We implement technical and organisational measures appropriate to the risk, including access controls, encryption in transit where standard for the Service, and vendor due diligence. No online service is completely secure; please use a strong password and protect your devices.

9. Your rights under POPIA

Subject to applicable law, you may have the right to request access to, correction of, or deletion of your personal information; to object to or restrict certain processing; to withdraw consent where processing is based on consent; and to lodge a complaint with the South African Information Regulator (www.justice.gov.za/inforeg). To exercise rights relating to data we hold as processor on behalf of your Business, contact your Business administrator first; we will assist where appropriate.

We may need to verify your identity before fulfilling requests. We will respond within timelines required by law where applicable.

10. Children

The Service is not directed at individuals under 18. We do not knowingly collect personal information from children. If you believe we have done so, contact us and we will take steps to delete it.

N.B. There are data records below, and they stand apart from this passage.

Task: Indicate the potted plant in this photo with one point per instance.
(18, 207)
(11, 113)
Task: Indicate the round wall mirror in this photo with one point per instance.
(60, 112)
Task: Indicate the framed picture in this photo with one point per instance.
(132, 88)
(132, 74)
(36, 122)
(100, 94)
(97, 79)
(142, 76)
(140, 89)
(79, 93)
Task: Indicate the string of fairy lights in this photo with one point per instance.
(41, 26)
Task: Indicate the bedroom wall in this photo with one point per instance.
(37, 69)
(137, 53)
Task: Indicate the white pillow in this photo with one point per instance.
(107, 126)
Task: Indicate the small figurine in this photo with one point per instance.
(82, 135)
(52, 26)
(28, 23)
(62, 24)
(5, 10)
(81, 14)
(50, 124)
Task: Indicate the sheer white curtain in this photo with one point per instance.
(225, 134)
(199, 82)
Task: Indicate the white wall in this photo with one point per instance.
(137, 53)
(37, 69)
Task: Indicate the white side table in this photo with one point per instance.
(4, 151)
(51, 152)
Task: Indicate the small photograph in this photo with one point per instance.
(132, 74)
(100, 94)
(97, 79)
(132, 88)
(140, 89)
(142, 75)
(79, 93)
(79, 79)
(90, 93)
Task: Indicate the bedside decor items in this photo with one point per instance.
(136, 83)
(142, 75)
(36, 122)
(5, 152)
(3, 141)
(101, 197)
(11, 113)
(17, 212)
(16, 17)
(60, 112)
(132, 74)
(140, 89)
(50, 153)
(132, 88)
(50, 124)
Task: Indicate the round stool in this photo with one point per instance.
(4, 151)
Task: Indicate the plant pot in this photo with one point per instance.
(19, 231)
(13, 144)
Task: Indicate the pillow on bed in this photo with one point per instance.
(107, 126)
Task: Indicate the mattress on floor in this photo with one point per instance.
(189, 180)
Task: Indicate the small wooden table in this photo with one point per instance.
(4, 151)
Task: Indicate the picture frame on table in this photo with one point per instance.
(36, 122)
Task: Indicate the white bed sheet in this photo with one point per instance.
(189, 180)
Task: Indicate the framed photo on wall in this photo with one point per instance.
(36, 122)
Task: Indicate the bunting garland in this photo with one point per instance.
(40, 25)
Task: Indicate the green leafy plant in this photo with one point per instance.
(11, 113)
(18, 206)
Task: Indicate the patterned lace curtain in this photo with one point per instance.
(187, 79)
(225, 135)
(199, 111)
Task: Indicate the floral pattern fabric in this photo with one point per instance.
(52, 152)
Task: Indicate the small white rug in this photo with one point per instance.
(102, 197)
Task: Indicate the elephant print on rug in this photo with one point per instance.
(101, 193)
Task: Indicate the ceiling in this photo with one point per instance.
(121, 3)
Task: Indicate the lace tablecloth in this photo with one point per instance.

11. Changes to this Policy

We may update this Privacy Policy from time to time. We will post the revised version on this page and update the "Last updated" date. Material changes may be communicated by email or in-product notice where appropriate.

12. Contact

For privacy questions or requests, contact:

This Policy describes our privacy practices in good faith. Laws and products evolve; consult a qualified professional if you need advice tailored to your organisation.